DIY: A macho thing?

I had an interesting discussion with a friend today.
My wife and I just bought a house that came with an inground pool. I’ve never owned a pool before, so this will be a new adventure.

The discussion with my friend arose over whether I would be hiring someone to “open” the pool for the season – basically get everything running and ready for that first dip.

I, of course, have no plans to hire anyone (and I’m sure my friend knew this would be my answer). I’ve been studying the wealth of information that is available on the Internet. There’s videos galore on YouTube and plenty of printed material. It isn’t rocket science.

This led my friend (a woman, by the way) to observe that men refuse to hire people because it gives them that “macho” feeling. I think she may have said something else about me being cheap as well (she always says that).

Well, she’s right about me being cheap and certainly I chafe at the idea of hiring anyone to do a job that I can do just as well… or if not as well, at least adequately enough for my taste. But it’s more than just the money and it’s not really a “macho” thing.

I derive a huge amount of satisfaction from doing as much as I can by myself. This includes all manner of work, from bookkeeping, house cleaning, gardening to home repair/renovation. I’m not trained in any of these areas, but over the years I’ve taught myself the skills necessary to do the job.

For the most part, I enjoy the experience. I like it when my checkbook balances, or I build a spreadsheet that tracks expenses for a project. I like the look of a room after it’s been cleaned and there’s nothing that beats the sense of satisfaction that I get from standing back and admiring a well-done (or at least adequately done) carpentry job.

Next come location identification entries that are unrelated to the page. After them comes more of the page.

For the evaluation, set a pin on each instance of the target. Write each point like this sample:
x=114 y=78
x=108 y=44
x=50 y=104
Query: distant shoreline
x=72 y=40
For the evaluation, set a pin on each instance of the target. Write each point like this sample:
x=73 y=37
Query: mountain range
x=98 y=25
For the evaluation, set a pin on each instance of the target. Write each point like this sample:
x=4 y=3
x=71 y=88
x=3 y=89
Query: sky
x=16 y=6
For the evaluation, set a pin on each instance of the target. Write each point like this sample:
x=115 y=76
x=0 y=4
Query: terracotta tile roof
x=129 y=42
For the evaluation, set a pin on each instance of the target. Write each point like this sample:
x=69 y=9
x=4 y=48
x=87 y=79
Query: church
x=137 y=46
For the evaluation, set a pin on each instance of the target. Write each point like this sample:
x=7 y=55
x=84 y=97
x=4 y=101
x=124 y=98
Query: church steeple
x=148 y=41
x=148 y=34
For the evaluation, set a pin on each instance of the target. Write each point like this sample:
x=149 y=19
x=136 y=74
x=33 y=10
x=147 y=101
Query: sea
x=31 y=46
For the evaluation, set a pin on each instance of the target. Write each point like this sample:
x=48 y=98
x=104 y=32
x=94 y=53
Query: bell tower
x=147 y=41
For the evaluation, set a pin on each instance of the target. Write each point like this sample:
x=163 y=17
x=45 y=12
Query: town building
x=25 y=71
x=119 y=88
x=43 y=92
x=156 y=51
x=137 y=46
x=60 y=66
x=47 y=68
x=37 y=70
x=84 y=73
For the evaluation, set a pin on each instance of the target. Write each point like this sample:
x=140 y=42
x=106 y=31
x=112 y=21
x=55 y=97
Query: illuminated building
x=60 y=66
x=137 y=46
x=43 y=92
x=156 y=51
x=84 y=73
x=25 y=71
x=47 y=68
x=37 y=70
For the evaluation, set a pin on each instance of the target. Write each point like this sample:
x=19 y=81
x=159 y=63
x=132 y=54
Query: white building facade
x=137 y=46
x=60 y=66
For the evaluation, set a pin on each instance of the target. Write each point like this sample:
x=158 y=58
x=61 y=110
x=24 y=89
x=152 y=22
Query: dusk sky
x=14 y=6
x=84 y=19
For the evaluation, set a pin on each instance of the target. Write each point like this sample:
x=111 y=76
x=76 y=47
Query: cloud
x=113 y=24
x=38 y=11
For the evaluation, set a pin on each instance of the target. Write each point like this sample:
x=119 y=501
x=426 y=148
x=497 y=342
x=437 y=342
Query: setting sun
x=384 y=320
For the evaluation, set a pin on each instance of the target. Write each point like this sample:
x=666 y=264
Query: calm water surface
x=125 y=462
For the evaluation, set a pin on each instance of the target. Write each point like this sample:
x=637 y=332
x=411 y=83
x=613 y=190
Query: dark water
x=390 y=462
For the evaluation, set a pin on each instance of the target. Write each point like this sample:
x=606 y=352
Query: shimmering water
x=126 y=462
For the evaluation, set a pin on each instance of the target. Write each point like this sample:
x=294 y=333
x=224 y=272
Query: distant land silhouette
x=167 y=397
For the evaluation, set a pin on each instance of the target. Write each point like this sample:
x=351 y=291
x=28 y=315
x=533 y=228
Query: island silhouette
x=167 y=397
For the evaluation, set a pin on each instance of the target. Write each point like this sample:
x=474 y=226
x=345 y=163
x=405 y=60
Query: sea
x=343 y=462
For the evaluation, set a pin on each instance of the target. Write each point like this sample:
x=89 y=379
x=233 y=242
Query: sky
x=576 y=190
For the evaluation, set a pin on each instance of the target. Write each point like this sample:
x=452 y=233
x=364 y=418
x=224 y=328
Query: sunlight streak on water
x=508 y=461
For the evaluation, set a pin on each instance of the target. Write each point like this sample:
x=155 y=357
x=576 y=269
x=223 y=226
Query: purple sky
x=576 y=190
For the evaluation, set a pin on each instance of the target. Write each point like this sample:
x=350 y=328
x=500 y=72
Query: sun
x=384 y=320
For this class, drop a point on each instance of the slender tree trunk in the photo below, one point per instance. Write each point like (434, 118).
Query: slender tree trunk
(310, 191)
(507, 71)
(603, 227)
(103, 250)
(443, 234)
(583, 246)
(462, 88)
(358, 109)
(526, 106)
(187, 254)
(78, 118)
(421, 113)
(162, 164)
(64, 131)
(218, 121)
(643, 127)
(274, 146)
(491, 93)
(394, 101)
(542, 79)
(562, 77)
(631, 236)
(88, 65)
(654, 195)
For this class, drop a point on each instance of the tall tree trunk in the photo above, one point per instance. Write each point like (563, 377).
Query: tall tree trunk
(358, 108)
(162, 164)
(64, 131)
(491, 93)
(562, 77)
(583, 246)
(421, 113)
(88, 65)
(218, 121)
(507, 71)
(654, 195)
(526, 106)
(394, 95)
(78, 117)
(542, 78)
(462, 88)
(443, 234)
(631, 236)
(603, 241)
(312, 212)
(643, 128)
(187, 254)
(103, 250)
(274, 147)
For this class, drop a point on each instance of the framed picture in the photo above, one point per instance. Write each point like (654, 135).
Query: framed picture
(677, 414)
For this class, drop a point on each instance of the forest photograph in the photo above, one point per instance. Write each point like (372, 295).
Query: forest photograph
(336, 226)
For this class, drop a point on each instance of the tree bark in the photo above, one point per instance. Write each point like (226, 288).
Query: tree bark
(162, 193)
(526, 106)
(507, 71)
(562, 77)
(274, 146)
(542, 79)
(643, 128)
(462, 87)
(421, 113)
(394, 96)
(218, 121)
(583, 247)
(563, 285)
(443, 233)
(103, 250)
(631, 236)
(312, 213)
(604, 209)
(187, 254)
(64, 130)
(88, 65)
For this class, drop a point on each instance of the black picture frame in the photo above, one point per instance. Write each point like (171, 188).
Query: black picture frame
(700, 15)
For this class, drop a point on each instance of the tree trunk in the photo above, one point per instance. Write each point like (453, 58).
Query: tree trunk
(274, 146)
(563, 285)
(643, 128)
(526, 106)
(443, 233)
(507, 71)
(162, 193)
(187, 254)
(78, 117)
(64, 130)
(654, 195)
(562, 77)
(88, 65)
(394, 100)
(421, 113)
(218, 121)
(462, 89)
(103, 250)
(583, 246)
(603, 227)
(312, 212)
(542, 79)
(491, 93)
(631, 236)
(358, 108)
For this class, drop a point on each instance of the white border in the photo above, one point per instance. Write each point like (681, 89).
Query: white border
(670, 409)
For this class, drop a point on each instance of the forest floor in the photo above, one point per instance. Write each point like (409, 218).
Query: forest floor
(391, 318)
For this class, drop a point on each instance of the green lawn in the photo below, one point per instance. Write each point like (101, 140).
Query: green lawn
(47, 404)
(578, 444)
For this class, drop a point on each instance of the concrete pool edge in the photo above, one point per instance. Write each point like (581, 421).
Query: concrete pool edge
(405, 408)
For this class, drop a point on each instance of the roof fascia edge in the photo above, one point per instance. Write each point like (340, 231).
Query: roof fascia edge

I don’t think of this as a “macho” thing. Yes, a successful project leaves me feeling competent, but I don’t think that is a uniquely male experience. I know my wife enjoys a similar sense of satisfaction from her projects, which, over the years has included removing two chimneys from a house we renovated.

I have, over the years, acknowledged there are areas where I need some help. I no longer prepare our taxes because we have two companies and I just don’t have the specific knowledge (or time) to do the job properly. While I maintained my own car as a teenager, today’s sophisticated computer systems and limited time prompt me to find a good mechanic. My efforts at any plumbing more complicated than changing out a faucet generally result in disaster, so I hand that over to a pro, as I do with any task that requires work much higher than 12 feet, since I don’t like heights.

I’ve been extremely lucky to have a wife who’s been supportive of my efforts, which in the beginning could most generously have been described as amateurish and even today sometimes fall short of what a seasoned pro could produce.

And when I look out at the swimming pool, still covered with a tarp and last fall’s leaves, I feel a great sense of excitement. This will be fun – why would I pay someone to have fun for me?